## Structure
- Text to entities
- Loading into networkx
- Standard metrics and measures
- Communities
- Visualising with Gephi


# From Text to Network
- Last session we looked at how tv-shows and films could be transformed into relational data by thinking about them differently. 
- By representing them as characters co-occuring in scenes we were able to create a representation that showed us who the most central and critical characters were, and in some cases, demarcate out storylines through the clustering of those characters.
- If you knew the franchise or series, the results would not have been a revelation, and this is a good thing.
- Even if you'd never heard of 'Friends' if you were shown that network you would know who the six main characters were. You would perhaps know who the most prominent side characters were, and so forth. 
- Even if you knew the series well, it may show you patterns you didn't necessarily realise by consuming it directly.

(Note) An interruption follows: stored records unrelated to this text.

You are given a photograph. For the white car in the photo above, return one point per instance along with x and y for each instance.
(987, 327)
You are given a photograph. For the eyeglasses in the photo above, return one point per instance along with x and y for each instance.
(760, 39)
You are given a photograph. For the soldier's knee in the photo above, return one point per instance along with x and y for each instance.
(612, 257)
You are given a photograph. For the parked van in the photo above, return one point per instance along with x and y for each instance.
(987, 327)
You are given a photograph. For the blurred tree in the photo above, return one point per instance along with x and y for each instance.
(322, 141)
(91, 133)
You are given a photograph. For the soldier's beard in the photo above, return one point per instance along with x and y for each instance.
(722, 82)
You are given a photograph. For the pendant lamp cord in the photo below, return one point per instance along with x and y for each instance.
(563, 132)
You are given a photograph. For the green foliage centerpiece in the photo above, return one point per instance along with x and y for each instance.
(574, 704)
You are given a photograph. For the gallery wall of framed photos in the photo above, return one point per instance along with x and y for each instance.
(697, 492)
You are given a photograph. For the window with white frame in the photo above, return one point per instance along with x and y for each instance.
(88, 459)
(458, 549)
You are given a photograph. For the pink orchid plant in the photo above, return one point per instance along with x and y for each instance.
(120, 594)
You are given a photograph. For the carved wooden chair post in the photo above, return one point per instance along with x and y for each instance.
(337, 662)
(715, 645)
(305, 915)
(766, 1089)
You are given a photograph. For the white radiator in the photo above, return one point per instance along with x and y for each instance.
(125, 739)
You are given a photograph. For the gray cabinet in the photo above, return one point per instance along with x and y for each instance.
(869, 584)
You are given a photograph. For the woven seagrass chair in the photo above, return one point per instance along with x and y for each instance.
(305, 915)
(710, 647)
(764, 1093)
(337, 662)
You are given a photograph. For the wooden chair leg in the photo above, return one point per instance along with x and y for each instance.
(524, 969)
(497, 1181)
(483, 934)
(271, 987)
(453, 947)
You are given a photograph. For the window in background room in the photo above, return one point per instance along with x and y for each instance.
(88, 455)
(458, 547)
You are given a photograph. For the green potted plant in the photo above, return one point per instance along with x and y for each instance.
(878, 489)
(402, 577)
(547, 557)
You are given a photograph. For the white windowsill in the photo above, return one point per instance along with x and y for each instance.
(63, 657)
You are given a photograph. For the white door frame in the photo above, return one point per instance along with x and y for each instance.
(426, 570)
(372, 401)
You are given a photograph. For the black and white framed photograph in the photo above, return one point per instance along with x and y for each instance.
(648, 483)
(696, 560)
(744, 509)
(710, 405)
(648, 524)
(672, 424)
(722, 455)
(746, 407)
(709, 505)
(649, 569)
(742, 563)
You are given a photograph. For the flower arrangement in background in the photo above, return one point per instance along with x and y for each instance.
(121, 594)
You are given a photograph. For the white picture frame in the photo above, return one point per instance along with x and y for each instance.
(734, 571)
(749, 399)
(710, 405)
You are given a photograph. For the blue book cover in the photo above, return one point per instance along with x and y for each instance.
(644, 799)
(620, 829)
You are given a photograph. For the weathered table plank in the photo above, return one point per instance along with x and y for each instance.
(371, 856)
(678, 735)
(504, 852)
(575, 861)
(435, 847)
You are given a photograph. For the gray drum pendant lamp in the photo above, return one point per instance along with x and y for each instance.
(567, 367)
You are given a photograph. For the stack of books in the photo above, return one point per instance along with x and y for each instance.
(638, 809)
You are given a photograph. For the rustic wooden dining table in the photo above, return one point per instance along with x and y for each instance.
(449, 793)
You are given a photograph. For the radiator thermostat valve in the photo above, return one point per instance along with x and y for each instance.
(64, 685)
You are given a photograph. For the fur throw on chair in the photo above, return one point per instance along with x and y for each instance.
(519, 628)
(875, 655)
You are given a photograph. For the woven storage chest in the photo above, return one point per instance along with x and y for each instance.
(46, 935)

Today we're going to build a dataset for a different series, the news. We'll identify the main characters, the side characters, the storylines and perhaps see things we wouldn't see otherwise.

In [None]:
# Define the nlp model

# Load in our dataset


In [None]:
# Take a sample of the first 100 articles - .copy means any changes we make are completely seperarate to our original dataset


## Creating our 'Scenes'
In our TV/film data, the material had been subdivided up into scenes so we could then ask "how often were these characters 'together'". In our data we have articles, which are analogous to 'episodes', and then paragraphs, which are analogous to scenes, subdivisions of the whole. If we think about writing, if two names are mentioned in a single paragraph it is probably because something relates them together. Before we hunt for names, let's subdivide our data into paragraphs.

In [None]:
# We're going to make a column of paragraphs by splitting the cleaned text wherever there is a newline character \n

# We can see what the first row of this column looks like as an example


In [None]:
# Now we're going to make it so that every row is a single paragraph. The index will keep track of which article each paragraph relates to.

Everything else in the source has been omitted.